I find this a real puzzle. I have read novels narrated by shopping trolleys and Sumerian urns, but I have not read any in which the story-teller is a healthy human toddler. You could argue that small children are unlikely to make good narrators, embarked as they are on a quest to acquire (or at least to realise an innate disposition for) fundamental concepts of time, agency and self. I disagree. One of the themes that emerged most strongly for me in writing A Thousand Days of Wonder was how much Athena made sense of her experience in terms of narrative—how she applied principles of story-telling to a world of information that needed to be organized. Nevertheless, young children's narratives have their quirks, and won't necessarily be the stuff of satisfying grown-up fiction.
Forget about narration, then, and show me some little kids who function as proper fictional characters, with their own unique sets of desires, motivations, secrets, and beliefs. They aren't there. Young children can be sources of family color or overburdened little confidantes, but the fictional realisations of their characters rarely match up to what adults ask them to do. Is that because the personality of a three- or four-year-old is not yet formed? I can't imagine that many parents would agree with that idea, and yet it is what writers' depictions of young children implicitly seem to be telling us.

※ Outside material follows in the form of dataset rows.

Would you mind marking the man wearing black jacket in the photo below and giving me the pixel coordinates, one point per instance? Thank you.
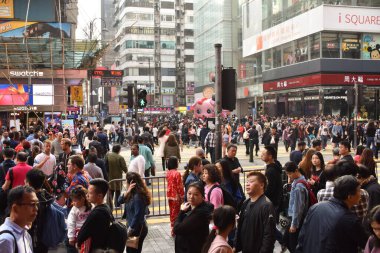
(97, 223)
(256, 219)
(273, 172)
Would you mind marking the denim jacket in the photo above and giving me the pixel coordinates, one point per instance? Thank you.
(298, 202)
(134, 212)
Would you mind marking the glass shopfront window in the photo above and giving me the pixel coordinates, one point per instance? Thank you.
(315, 44)
(277, 57)
(330, 45)
(268, 59)
(301, 50)
(288, 54)
(351, 46)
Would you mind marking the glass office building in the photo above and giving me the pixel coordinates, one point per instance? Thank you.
(308, 55)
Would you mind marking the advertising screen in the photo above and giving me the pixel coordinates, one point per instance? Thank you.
(43, 94)
(18, 94)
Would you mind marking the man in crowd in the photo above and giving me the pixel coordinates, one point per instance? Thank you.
(115, 165)
(137, 162)
(93, 170)
(210, 142)
(256, 219)
(67, 152)
(97, 223)
(45, 161)
(298, 205)
(16, 175)
(296, 155)
(325, 219)
(23, 205)
(273, 173)
(233, 161)
(56, 148)
(344, 151)
(146, 152)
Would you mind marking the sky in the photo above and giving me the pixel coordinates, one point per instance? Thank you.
(88, 11)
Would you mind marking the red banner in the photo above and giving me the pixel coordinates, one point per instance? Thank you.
(323, 80)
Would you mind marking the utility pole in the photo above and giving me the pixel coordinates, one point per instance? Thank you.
(356, 88)
(218, 100)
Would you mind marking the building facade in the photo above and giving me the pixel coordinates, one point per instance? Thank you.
(154, 46)
(307, 56)
(215, 21)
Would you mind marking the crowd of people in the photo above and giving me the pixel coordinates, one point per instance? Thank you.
(60, 188)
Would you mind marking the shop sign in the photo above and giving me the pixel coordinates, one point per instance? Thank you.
(335, 97)
(25, 108)
(322, 79)
(6, 9)
(322, 18)
(26, 73)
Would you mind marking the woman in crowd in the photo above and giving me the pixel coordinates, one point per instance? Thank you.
(213, 193)
(137, 198)
(192, 225)
(162, 138)
(175, 192)
(306, 164)
(192, 172)
(224, 223)
(229, 182)
(367, 160)
(373, 243)
(172, 148)
(317, 179)
(359, 151)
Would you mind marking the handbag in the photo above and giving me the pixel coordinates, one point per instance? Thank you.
(133, 241)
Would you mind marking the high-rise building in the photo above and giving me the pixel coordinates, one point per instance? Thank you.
(308, 56)
(154, 46)
(215, 21)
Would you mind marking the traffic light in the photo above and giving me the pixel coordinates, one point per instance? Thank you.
(141, 98)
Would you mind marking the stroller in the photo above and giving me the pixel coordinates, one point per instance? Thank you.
(235, 137)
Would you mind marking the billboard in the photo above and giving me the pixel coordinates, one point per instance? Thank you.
(18, 94)
(43, 94)
(6, 9)
(35, 29)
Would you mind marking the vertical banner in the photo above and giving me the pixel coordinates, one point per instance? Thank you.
(6, 9)
(76, 95)
(69, 124)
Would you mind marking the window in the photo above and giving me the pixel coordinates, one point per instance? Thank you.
(167, 44)
(277, 57)
(330, 45)
(167, 5)
(301, 50)
(267, 59)
(351, 45)
(288, 54)
(315, 44)
(189, 32)
(189, 58)
(189, 45)
(189, 6)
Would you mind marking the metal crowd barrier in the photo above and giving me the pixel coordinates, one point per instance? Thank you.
(159, 205)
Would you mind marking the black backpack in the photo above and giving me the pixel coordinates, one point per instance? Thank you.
(117, 236)
(228, 199)
(14, 238)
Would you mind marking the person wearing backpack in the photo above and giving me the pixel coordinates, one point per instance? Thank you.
(49, 228)
(136, 199)
(298, 205)
(213, 192)
(97, 224)
(23, 205)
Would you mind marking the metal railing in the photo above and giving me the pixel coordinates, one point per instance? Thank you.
(159, 205)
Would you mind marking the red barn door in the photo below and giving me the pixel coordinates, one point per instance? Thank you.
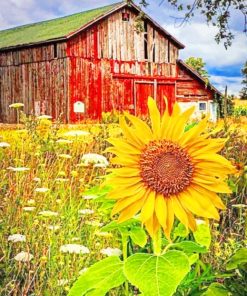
(168, 90)
(142, 90)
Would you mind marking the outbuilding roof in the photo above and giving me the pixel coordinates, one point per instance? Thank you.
(64, 27)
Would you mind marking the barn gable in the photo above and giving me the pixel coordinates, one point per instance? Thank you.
(98, 60)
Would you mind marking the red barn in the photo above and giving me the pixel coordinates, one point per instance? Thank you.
(93, 62)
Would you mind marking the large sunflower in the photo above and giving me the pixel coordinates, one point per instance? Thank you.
(166, 171)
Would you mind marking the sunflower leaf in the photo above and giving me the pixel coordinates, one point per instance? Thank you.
(190, 247)
(99, 278)
(157, 275)
(138, 235)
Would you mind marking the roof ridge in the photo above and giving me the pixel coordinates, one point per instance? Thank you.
(61, 17)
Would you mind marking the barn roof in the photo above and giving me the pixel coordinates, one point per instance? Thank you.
(63, 28)
(196, 75)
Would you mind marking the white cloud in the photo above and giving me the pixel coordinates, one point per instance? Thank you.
(199, 41)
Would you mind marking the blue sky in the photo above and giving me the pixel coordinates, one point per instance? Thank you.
(224, 66)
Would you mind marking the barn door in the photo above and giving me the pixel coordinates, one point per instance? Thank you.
(168, 90)
(142, 90)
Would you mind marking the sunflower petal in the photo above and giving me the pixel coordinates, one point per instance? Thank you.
(148, 207)
(155, 117)
(161, 210)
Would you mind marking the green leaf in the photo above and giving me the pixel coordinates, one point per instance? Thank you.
(216, 289)
(180, 231)
(99, 278)
(240, 257)
(202, 235)
(157, 275)
(138, 236)
(115, 225)
(193, 258)
(190, 247)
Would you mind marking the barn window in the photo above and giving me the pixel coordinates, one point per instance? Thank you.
(55, 50)
(125, 16)
(145, 40)
(202, 106)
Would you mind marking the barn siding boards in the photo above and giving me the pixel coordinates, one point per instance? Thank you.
(40, 86)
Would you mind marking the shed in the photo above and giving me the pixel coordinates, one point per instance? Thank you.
(78, 66)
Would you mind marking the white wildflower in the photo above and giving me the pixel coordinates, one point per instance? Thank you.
(94, 158)
(31, 202)
(28, 209)
(42, 190)
(66, 156)
(44, 117)
(48, 214)
(103, 234)
(90, 196)
(61, 180)
(16, 238)
(23, 257)
(36, 179)
(16, 105)
(74, 249)
(53, 227)
(76, 133)
(86, 212)
(83, 270)
(111, 251)
(18, 169)
(94, 223)
(199, 221)
(62, 282)
(64, 141)
(4, 145)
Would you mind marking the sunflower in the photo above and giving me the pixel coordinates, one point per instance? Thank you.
(165, 172)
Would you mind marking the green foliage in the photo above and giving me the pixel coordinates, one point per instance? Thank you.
(99, 278)
(198, 65)
(216, 289)
(243, 92)
(157, 275)
(239, 258)
(202, 235)
(51, 29)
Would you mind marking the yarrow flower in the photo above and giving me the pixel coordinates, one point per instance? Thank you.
(48, 214)
(94, 158)
(15, 238)
(23, 257)
(111, 251)
(16, 105)
(167, 172)
(4, 145)
(74, 249)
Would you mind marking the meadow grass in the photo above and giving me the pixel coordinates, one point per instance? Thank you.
(51, 195)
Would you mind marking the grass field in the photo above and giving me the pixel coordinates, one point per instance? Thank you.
(53, 201)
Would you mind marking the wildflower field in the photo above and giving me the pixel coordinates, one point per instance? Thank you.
(89, 209)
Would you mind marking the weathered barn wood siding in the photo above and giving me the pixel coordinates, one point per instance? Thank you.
(116, 39)
(108, 68)
(190, 89)
(37, 79)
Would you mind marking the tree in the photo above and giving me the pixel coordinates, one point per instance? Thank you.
(198, 64)
(243, 92)
(216, 13)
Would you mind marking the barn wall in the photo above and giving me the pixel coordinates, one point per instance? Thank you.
(41, 86)
(33, 54)
(116, 39)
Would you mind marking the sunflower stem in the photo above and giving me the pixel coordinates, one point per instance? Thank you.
(157, 243)
(125, 256)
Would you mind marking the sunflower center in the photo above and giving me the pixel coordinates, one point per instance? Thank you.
(166, 167)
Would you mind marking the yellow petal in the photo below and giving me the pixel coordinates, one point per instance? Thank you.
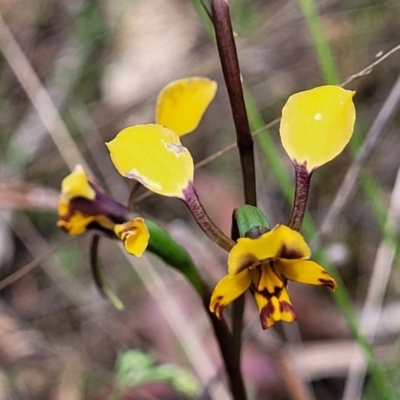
(281, 241)
(305, 271)
(182, 103)
(266, 279)
(154, 156)
(134, 235)
(317, 124)
(276, 308)
(76, 184)
(73, 223)
(228, 289)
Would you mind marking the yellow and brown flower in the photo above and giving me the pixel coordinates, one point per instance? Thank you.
(83, 207)
(264, 265)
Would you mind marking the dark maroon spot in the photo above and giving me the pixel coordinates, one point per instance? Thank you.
(289, 254)
(327, 282)
(256, 231)
(246, 262)
(219, 309)
(287, 307)
(265, 314)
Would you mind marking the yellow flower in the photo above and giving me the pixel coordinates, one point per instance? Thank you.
(317, 124)
(152, 153)
(182, 103)
(82, 207)
(264, 265)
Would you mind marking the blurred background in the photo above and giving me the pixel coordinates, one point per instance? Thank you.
(75, 72)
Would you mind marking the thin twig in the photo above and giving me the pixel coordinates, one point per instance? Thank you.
(39, 97)
(376, 291)
(230, 67)
(368, 69)
(345, 189)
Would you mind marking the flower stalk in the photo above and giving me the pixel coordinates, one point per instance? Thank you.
(192, 201)
(230, 67)
(303, 178)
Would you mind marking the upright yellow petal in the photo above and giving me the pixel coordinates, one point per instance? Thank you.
(76, 184)
(317, 124)
(134, 235)
(153, 155)
(281, 241)
(182, 103)
(305, 271)
(228, 289)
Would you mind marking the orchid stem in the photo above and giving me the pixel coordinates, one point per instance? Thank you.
(237, 307)
(210, 229)
(225, 342)
(303, 178)
(230, 67)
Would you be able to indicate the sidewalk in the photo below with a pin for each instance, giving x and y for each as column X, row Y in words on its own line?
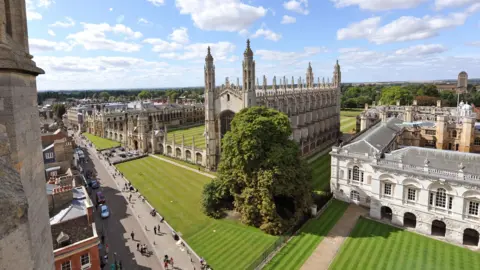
column 163, row 243
column 326, row 251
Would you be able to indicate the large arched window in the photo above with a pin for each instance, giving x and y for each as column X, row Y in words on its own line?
column 355, row 195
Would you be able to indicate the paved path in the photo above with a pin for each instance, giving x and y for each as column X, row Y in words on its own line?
column 325, row 252
column 162, row 243
column 183, row 166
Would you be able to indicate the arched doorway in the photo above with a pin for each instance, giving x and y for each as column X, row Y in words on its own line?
column 470, row 237
column 386, row 213
column 439, row 228
column 409, row 220
column 225, row 122
column 135, row 144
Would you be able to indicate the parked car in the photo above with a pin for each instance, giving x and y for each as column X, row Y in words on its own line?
column 94, row 184
column 100, row 198
column 104, row 211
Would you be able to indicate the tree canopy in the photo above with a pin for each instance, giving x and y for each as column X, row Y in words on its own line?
column 261, row 172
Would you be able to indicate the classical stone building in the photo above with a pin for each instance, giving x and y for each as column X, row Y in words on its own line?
column 430, row 189
column 447, row 128
column 25, row 238
column 313, row 109
column 141, row 125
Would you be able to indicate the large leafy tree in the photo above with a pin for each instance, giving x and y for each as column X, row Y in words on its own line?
column 262, row 170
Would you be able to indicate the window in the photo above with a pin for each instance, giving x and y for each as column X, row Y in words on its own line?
column 473, row 208
column 387, row 189
column 477, row 141
column 355, row 196
column 411, row 194
column 85, row 260
column 441, row 198
column 67, row 266
column 355, row 173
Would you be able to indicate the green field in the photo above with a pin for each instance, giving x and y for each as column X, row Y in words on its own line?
column 176, row 193
column 296, row 252
column 101, row 143
column 373, row 245
column 321, row 173
column 189, row 133
column 348, row 120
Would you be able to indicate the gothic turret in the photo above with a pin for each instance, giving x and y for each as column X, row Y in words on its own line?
column 248, row 78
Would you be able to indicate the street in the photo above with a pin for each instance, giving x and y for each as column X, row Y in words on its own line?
column 117, row 228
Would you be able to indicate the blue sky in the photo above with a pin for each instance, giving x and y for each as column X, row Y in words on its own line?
column 92, row 44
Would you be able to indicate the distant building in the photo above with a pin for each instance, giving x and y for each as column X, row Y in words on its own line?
column 75, row 239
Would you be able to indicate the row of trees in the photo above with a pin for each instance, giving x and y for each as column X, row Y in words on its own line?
column 124, row 95
column 425, row 94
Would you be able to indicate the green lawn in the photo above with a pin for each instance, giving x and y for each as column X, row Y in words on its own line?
column 101, row 143
column 296, row 252
column 321, row 173
column 176, row 194
column 373, row 245
column 188, row 164
column 189, row 133
column 348, row 120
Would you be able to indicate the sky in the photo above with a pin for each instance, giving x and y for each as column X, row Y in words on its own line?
column 116, row 44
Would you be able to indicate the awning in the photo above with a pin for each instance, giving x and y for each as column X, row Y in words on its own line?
column 56, row 168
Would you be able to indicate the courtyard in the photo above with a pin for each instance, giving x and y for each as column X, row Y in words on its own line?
column 176, row 193
column 188, row 134
column 375, row 245
column 301, row 246
column 101, row 143
column 348, row 120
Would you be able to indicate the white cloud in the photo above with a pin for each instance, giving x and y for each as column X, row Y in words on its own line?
column 179, row 35
column 441, row 4
column 267, row 34
column 157, row 3
column 379, row 5
column 69, row 22
column 42, row 45
column 120, row 18
column 269, row 55
column 288, row 19
column 405, row 28
column 160, row 45
column 221, row 15
column 220, row 51
column 299, row 6
column 93, row 37
column 32, row 14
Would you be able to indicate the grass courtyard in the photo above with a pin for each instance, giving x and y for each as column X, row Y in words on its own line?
column 321, row 173
column 348, row 120
column 101, row 143
column 301, row 246
column 373, row 245
column 189, row 133
column 176, row 194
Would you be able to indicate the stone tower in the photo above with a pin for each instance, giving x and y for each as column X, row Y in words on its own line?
column 309, row 76
column 249, row 97
column 25, row 235
column 210, row 132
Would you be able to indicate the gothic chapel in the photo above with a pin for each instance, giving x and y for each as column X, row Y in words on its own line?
column 313, row 109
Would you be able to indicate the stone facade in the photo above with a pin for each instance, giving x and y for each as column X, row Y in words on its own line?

You'll note that I'm making a particular assumption in all of this. Young children have subjectivity, character, and personality; those experiences and patterns of being just aren't necessarily like our own. I think this is one of several very good reasons why toddlers are almost invisible in fiction. Next time I'll be suggesting that our best way of understanding a young child's distinctive subjectivity is to turn to science. I'll end with a fairly major caveat: I haven't read everything (far from it), and I am certainly not an expert on the literatures of non-Western cultures which might give a much richer depiction of the experiences of little people. I hope that commentators on this post will prove me wrong.